St. Patrick’s Church just happened to be a few blocks from our hotel, so Teague and I decided to celebrate St. Patrick’s Day at St. Patrick’s Church. I never had much experience with the Irish until I met the Johnston family. After we had been married a few years Teague’s dad suggested that I should read Trinity by Leon Uris. He said that I would be able to understand the Irish a little better after I read it. The book did open my eyes to the plight of the Irish, and some of what as a people have been through.
The mass was a spectacular affair. It was celebrated by Archbishop Gregory Aymond. Many of the ladies had beautiful hats, and there were even a few kilts and bagpipes. The Ancient Order of Hibernians were represented by a large group of men. They were there to honor their person of the year. She was a sister who has given her life to help feed the hungry. After mass, Teague and I enjoyed a corn beef on rye and some gumbo at a small local deli.

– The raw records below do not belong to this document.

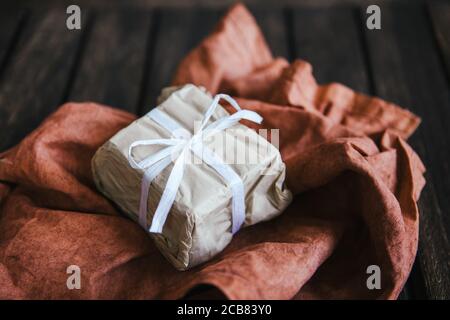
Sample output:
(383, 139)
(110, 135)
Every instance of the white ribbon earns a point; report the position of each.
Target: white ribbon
(178, 146)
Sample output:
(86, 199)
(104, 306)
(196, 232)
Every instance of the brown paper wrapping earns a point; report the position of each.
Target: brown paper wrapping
(199, 223)
(355, 183)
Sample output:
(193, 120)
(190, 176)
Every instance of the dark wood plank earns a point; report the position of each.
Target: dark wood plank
(407, 70)
(178, 31)
(440, 16)
(111, 66)
(273, 25)
(34, 81)
(10, 24)
(330, 40)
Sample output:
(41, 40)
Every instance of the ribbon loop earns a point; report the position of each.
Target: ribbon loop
(176, 150)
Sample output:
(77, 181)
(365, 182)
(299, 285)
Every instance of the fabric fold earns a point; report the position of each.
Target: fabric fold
(356, 183)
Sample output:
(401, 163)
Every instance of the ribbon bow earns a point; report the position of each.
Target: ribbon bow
(178, 146)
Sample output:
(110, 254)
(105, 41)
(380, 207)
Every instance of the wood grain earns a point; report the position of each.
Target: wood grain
(330, 40)
(440, 15)
(34, 81)
(178, 31)
(111, 69)
(407, 70)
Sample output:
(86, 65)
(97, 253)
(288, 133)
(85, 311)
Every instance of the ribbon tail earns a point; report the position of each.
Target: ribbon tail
(168, 196)
(149, 175)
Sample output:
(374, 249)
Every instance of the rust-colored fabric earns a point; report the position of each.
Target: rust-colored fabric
(355, 179)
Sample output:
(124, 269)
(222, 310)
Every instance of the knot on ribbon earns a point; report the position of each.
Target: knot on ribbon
(176, 149)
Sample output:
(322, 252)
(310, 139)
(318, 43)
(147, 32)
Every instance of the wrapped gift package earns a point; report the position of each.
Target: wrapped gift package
(199, 224)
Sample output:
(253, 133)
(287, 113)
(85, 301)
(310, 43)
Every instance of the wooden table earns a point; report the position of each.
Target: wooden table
(124, 57)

We made plans to watch the St. Patrick’s Day parade that evening. We consulted our concierge about a good place to watch the parade go by. He suggested a restaurant with a large glass window, so we could eat and watch the parade go by. He made us reservations for 7:00 and thought the parade would pass by us during dinner. He did warn us by saying parades in New Orleans can sometime take on a life of their own.

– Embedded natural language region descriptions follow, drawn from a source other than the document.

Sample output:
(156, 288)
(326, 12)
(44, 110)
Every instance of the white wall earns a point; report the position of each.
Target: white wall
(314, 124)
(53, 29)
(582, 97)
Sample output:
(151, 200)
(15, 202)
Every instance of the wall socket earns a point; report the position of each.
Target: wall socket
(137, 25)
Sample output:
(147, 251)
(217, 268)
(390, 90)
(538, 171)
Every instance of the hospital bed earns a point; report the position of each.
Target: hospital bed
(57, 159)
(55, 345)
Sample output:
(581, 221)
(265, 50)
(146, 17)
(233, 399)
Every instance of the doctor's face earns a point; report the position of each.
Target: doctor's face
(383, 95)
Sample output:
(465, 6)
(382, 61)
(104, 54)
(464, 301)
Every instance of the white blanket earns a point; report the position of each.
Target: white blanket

Sure enough the parade still hadn’t passed our way as we finished our meal about an hour later. We went outside to wait, but it was to cold for both of us. Luckily, Teague found a couple of empty chairs in a hotel lobby with a big window where we could sit and wait for the parade out of the cold. Time went by, and I was beginning to wonder if the parade would make it our way, and my head was even starting to nod as I occasionally rested my eyes. Teague was quietly waiting and watching…
All of sudden here come the band of bagpipes and marchers in kilts. Teague says we should go out and stand on the street. She is practically running across the street to get there. Floats and revelers pass by us throwing beads and cheering us on. The Irish begins to come out in Teague as she starts to dance a jig and catch beads as the floats go by. She gets an Irish sticker, and she even got kissed by an Irishman. We celebrated. We got our beads!